Feininger's purpose in photography was documentation of the unity of natural things, their interdependence, and their similarity to constructed forms. His images emphasize design, deploying the principles of simplicity, clarity, and organization. In addition to natural forms, Feininger's subject matter included the city, machines, and sculpture. He built four customized telephoto lenses and three close-up cameras, which allowed him to represent landscapes and city scenes in a distortion-free monumental perspective, and to show small subjects in startling sizes, thereby revealing unknown aspects. He preferred black-and-white photography for the graphic control it allowed. Feininger received numerous awards."
By Lisa Soccio, International Center of Photography, New York
"T. Lux Feininger was born in Berlin and spent his early years in Germany. He studied art at the Bauhaus School in Berlin under, among others, László Moholy Nagy and Oskar Schlemmer, yet he was unable to study photography there because it was not taught until 1929. Feininger learned it nevertheless, and in 1927 he went to work for the Berlin photo agency DEPHOT. Two years later he participated in the groundbreaking Film und Foto Stuttgart 1929 exhibition.
Feininger began to paint in the early 1930s; after three years of living in Paris, he relocated to New York in 1937, leaving behind the majority of his negatives, which he never recovered. He did not make photographs again until after World War II and then only for his own use and enjoyment. After 1953 Feininger stopped making photographs altogether. He turned his full energies to painting and teaching, first in New York and later in Cambridge, Massachusetts. He retired from teaching in 1975, but he continues to paint and exhibit his work."

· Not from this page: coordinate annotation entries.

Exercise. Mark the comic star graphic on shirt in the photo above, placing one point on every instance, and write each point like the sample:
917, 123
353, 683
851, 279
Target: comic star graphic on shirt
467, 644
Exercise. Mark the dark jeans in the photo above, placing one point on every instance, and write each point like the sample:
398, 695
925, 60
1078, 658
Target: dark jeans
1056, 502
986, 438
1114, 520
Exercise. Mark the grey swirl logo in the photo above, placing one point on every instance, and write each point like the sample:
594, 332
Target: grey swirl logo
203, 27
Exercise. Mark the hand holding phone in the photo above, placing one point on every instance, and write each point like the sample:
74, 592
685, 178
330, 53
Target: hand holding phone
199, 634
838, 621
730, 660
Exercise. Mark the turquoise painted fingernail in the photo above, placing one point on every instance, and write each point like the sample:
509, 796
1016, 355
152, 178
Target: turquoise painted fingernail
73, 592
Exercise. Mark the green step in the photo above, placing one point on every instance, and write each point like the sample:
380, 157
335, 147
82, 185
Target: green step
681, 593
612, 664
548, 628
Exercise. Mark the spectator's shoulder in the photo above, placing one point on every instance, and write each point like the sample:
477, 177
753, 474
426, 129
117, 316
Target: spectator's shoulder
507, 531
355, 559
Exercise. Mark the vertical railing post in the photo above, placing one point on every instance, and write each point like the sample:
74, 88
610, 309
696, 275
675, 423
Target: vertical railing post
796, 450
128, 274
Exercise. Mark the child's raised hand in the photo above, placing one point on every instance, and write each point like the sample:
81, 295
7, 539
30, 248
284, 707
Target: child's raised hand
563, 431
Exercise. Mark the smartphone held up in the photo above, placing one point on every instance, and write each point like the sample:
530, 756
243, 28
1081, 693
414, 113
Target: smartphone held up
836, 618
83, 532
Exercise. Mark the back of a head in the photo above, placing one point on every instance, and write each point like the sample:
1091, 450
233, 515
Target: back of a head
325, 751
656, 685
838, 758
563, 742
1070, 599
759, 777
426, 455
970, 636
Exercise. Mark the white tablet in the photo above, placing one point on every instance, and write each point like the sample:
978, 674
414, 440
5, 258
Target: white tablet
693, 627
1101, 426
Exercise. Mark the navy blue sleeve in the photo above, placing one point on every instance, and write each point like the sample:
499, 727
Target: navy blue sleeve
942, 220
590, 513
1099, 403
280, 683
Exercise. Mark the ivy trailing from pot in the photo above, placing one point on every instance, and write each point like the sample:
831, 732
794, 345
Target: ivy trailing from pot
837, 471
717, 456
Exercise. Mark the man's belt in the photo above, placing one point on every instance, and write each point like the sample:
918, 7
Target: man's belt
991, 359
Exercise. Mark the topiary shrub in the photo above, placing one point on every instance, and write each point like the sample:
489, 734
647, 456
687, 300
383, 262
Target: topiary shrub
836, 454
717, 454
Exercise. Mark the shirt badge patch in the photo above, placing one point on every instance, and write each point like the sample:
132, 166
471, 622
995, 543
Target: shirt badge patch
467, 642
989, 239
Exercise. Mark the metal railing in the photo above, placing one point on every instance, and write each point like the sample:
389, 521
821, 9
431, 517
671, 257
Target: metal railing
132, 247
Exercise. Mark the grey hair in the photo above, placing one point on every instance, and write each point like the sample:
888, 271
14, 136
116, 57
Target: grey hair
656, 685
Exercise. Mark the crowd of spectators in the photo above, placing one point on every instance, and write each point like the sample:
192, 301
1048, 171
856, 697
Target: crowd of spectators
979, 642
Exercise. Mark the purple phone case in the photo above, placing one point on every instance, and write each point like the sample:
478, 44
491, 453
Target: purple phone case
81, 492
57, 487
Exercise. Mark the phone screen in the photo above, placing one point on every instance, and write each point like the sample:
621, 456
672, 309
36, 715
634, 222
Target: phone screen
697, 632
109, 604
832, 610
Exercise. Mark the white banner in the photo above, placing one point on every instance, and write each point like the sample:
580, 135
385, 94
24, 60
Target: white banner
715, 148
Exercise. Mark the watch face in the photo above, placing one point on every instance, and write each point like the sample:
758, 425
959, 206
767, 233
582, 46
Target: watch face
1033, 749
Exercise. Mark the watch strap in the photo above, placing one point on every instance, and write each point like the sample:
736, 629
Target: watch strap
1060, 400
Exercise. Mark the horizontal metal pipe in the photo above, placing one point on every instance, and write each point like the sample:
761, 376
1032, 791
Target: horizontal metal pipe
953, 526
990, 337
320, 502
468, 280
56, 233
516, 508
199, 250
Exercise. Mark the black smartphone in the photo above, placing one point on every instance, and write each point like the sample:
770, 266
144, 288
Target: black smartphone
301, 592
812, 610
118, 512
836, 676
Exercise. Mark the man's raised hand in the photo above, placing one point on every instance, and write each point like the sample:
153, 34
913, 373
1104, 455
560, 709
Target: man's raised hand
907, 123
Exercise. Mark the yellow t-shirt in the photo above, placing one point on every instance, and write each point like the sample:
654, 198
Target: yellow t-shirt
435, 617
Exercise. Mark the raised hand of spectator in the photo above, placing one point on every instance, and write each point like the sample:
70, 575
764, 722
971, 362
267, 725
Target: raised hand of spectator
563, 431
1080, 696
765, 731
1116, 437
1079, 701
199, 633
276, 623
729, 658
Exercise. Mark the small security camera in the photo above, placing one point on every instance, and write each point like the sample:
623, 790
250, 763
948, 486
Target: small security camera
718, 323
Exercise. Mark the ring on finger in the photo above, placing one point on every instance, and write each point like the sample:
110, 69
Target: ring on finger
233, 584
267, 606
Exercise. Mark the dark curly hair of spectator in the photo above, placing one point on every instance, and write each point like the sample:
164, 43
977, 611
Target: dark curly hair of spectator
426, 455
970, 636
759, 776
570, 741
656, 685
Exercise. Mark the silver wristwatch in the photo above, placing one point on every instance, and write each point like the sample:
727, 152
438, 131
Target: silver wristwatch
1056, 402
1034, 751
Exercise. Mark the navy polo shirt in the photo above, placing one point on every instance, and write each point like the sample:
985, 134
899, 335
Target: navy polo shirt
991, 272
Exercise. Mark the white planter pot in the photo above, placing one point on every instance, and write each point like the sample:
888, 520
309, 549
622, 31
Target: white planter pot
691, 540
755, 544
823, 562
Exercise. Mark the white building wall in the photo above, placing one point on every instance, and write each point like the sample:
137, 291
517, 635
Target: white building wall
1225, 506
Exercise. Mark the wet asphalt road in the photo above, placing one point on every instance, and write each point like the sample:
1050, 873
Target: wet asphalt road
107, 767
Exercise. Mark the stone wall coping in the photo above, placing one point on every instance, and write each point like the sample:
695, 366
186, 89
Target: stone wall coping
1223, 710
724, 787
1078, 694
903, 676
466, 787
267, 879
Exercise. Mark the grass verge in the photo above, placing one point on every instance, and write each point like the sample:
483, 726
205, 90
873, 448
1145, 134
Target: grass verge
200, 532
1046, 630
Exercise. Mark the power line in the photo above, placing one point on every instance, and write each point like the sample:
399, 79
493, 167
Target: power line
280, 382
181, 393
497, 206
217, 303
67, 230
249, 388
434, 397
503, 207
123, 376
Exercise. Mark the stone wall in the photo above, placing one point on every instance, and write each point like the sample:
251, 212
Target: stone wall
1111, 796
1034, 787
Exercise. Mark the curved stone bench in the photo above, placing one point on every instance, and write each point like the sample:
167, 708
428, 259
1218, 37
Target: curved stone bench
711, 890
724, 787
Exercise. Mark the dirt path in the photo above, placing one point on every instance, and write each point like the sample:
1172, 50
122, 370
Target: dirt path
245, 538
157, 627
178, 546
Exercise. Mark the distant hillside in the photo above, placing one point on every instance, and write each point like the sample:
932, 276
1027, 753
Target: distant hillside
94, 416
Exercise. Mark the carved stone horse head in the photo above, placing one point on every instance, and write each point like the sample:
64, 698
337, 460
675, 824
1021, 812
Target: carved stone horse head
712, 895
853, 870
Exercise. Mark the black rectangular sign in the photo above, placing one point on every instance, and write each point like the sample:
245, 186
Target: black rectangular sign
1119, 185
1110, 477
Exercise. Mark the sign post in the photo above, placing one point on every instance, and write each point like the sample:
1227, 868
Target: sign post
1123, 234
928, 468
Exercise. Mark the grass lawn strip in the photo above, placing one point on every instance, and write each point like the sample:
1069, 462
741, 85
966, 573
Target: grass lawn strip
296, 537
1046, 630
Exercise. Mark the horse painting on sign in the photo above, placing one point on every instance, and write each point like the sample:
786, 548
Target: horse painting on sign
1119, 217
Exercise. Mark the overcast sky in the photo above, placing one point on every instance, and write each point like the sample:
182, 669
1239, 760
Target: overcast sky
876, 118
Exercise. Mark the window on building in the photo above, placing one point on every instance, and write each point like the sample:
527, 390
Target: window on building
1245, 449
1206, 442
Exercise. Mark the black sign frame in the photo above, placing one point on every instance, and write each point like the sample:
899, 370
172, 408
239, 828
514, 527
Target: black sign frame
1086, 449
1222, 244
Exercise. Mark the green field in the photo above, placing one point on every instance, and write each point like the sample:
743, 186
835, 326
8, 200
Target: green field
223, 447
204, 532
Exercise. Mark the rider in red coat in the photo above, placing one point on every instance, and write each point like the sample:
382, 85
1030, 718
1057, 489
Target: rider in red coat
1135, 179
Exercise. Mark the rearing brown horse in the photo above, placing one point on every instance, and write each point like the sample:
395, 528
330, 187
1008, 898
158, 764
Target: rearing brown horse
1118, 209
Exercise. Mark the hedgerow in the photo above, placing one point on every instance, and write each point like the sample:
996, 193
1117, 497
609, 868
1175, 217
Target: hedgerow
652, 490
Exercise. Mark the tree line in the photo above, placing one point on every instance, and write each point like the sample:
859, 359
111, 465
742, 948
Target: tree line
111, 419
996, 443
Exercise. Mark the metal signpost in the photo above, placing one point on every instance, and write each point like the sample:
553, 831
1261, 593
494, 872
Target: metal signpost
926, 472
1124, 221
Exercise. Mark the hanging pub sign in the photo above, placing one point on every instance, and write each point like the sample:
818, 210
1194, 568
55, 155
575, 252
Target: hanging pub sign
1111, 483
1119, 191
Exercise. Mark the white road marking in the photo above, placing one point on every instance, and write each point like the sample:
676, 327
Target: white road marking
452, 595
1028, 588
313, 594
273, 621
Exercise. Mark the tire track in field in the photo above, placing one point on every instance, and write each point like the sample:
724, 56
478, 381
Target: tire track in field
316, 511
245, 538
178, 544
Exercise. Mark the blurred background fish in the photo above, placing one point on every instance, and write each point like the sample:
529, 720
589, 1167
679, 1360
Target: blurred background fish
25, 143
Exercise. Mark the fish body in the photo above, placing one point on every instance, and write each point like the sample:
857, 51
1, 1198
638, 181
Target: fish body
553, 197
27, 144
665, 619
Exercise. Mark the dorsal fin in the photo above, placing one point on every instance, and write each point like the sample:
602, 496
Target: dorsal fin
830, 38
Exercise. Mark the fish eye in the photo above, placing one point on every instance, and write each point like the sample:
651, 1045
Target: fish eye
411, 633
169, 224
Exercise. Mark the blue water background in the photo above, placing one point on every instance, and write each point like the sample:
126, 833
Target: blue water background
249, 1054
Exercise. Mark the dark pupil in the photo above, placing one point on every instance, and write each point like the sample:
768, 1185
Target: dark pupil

By J. Paul Getty Museum, Los Angeles
"When he first began experimenting with photography, the painter and graphic artist Lyonel Feininger (1871-1956) was 58 years old and had been a professor at the Bauhaus for almost a decade. Inspired by the works of his sons, Lux and Andreas, as well as the experimental photography of his Dessau neighbor László Moholy-Nagy, Feininger took up the camera in 1928 and began to explore a variety of avant-garde techniques. The painter of crystalline architecture and landscapes left a legacy of fascinating nighttime photographs, double exposures, negative prints, and unsettling images of shop window mannequins and reflections."